Grip : la F1 comme on ne l’a jamais lue
Comment réussir un livre à la fois ultra-technique et hypersensible, sans la moindre intrigue et en 140 pages seulement. C’est le tour de force d’Elsa Boyer dans son dernier roman, puisqu’il faut bien classifier les ouvrages.
Ceci n’est pas un roman, du moins au sens classique du terme. Dans Grip, il n’y a ni intrigue, ni suspens. Le livre d’Elsa Boyer est tout autre chose. Une prose ? Forcément. Des sensations ? Assurément. Celles que nous procurent et nous racontent trois femmes pilotes de F1. Formule 1 ? Femmes ? Un anachronisme qui tranche dans ce livre hyperréaliste qui ne nous épargne ni le nom des écuries (Mercedes, McLaren et Red Bull), ni les nombreux sponsors, ni les différents circuits de la planète, égrainé un à un.
Mais personne n’a besoin de listes supplémentaires, de panneaux publicitaires, et de l"énoncé de ces circuits au milieu de villes ou au milieu de nulle part, que chacun trouvera dans tous les médias qui se préoccupent de Formule 1. Mais ce que l’auteur, philosophe, spécialiste des jeux vidéo et du cinéma dissèque ici, c’est le rapport du corps aux machines, au fric, à ces endroits hors sol, et hors nations, que sont les circuits de course.
Les rapports aussi que le pilote entretient avec son écurie, ses ingénieurs, son manager et ses mécanos. Mais Grip n’est pas pour autant un essai de plus sur ce rapport homme machine, sur ce drôle de monde qu’est le grand cirque de la F1. C’est une fiction qui tente de nous amener au plus près des sensations, des pensées, et des actions de ces femmes pilotes, du « raclement de fond de coque qui se répercute dans les hanches » de ces femmes soudées à leur voiture, à leur baquet réalisé selon un moulage de leur corps, aux combinaisons sur mesure dont « on a calculé le tissu selon le renflement des muscles au repos et contractés, pour la meilleure visibilité des lettres, couleurs et typographie de chaque marque qui colonise à surface égale sa poitrine, son ventre, ses épaules. »
"Des gommes répercutées dans les viscères atomisés".
Il est question de grip, aussi, évidemment.
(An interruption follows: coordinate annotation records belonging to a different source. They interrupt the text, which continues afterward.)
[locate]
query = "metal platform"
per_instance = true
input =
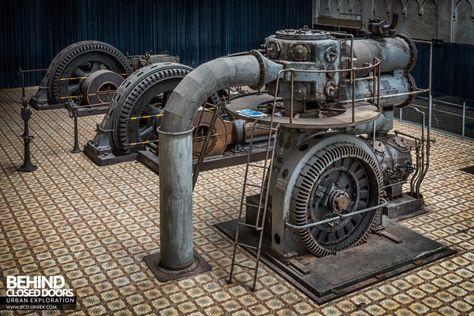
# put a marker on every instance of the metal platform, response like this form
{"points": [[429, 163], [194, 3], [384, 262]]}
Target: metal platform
{"points": [[390, 252], [365, 113], [229, 158]]}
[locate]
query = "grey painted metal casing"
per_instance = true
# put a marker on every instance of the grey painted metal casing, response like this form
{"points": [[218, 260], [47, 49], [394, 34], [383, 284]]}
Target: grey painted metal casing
{"points": [[393, 52], [305, 51]]}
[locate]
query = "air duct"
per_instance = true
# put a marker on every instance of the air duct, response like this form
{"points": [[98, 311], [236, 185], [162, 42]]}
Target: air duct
{"points": [[176, 249]]}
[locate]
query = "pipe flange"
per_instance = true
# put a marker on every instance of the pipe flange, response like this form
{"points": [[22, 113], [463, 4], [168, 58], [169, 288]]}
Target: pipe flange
{"points": [[261, 62]]}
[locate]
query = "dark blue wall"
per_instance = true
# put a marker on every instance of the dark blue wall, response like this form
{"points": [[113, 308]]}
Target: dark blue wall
{"points": [[34, 31], [453, 69]]}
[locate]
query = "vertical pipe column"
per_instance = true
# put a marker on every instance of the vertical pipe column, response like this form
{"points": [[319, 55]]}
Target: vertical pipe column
{"points": [[176, 218]]}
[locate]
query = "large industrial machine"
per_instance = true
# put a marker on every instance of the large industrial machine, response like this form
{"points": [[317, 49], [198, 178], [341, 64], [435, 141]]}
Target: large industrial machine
{"points": [[332, 166], [318, 113], [88, 72]]}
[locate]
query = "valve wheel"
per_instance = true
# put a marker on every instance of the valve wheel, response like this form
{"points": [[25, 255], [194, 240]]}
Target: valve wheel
{"points": [[340, 179]]}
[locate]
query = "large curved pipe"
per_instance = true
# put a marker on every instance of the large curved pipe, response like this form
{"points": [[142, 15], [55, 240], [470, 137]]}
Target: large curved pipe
{"points": [[176, 248]]}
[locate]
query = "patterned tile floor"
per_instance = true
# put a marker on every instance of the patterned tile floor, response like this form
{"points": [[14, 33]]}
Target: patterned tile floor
{"points": [[94, 225]]}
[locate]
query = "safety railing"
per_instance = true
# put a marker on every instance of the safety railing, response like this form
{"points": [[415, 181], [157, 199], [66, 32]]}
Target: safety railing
{"points": [[375, 77]]}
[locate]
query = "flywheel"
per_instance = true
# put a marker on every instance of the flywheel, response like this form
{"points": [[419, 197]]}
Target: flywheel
{"points": [[74, 64], [136, 108], [340, 179]]}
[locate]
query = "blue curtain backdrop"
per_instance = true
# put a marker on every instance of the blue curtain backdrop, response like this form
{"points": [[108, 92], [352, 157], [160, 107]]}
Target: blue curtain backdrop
{"points": [[34, 31]]}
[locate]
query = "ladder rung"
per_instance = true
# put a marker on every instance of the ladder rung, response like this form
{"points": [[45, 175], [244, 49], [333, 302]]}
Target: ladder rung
{"points": [[251, 226], [261, 147], [244, 266], [247, 246], [253, 205], [258, 166]]}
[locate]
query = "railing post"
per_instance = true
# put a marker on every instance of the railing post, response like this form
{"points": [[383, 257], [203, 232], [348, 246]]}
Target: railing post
{"points": [[463, 131], [430, 109]]}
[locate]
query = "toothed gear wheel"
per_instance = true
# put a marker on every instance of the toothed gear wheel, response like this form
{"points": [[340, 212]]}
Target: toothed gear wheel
{"points": [[71, 66], [138, 101], [136, 106], [339, 179]]}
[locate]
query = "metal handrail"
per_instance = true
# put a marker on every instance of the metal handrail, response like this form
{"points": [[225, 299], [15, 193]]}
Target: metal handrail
{"points": [[375, 67]]}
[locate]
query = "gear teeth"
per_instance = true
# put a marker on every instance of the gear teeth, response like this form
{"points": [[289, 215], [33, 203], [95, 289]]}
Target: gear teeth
{"points": [[70, 54]]}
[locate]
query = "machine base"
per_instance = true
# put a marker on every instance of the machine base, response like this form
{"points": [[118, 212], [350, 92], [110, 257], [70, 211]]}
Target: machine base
{"points": [[404, 207], [384, 255], [152, 161], [105, 157], [163, 275]]}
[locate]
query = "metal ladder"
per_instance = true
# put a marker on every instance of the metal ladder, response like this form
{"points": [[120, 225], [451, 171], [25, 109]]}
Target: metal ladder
{"points": [[263, 199]]}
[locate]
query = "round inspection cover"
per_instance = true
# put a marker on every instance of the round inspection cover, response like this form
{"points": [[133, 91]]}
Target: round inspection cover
{"points": [[100, 87]]}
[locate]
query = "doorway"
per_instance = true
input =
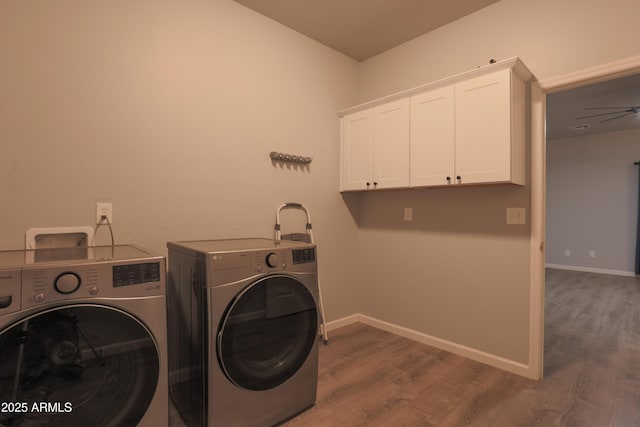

Celui des pneus sur la piste, celui du pilote qui adhère à sa voiture, à son ingénieur radio, à tout le système ou il évolue. Des gommes qui "sont tendres ou à l’agonie, ou granuleuses, répercutées dans les viscères atomisés ».
La beauté dans la violence des touche-touche roue dans roue, des feinages au-delà de toute limite : c’est ce qu’essaie de démontrer ce curieux et court petit livre de 140 pages, avec ses alignements de noms de marques en pleine page, et sa tranche en forme de drapeau à damier. C’est aussi un exercice d’équilibriste entre des femmes au volant de F1 ou elles brillent par leur absence dans la vraie vie et l’accumulation d’indications techniques, alors que le propos de l’auteur est de l’ordre du ressenti et de la sensation. Ceci n’est pas un roman, on l’a dit, mais une expérience. Une sacrée expérience.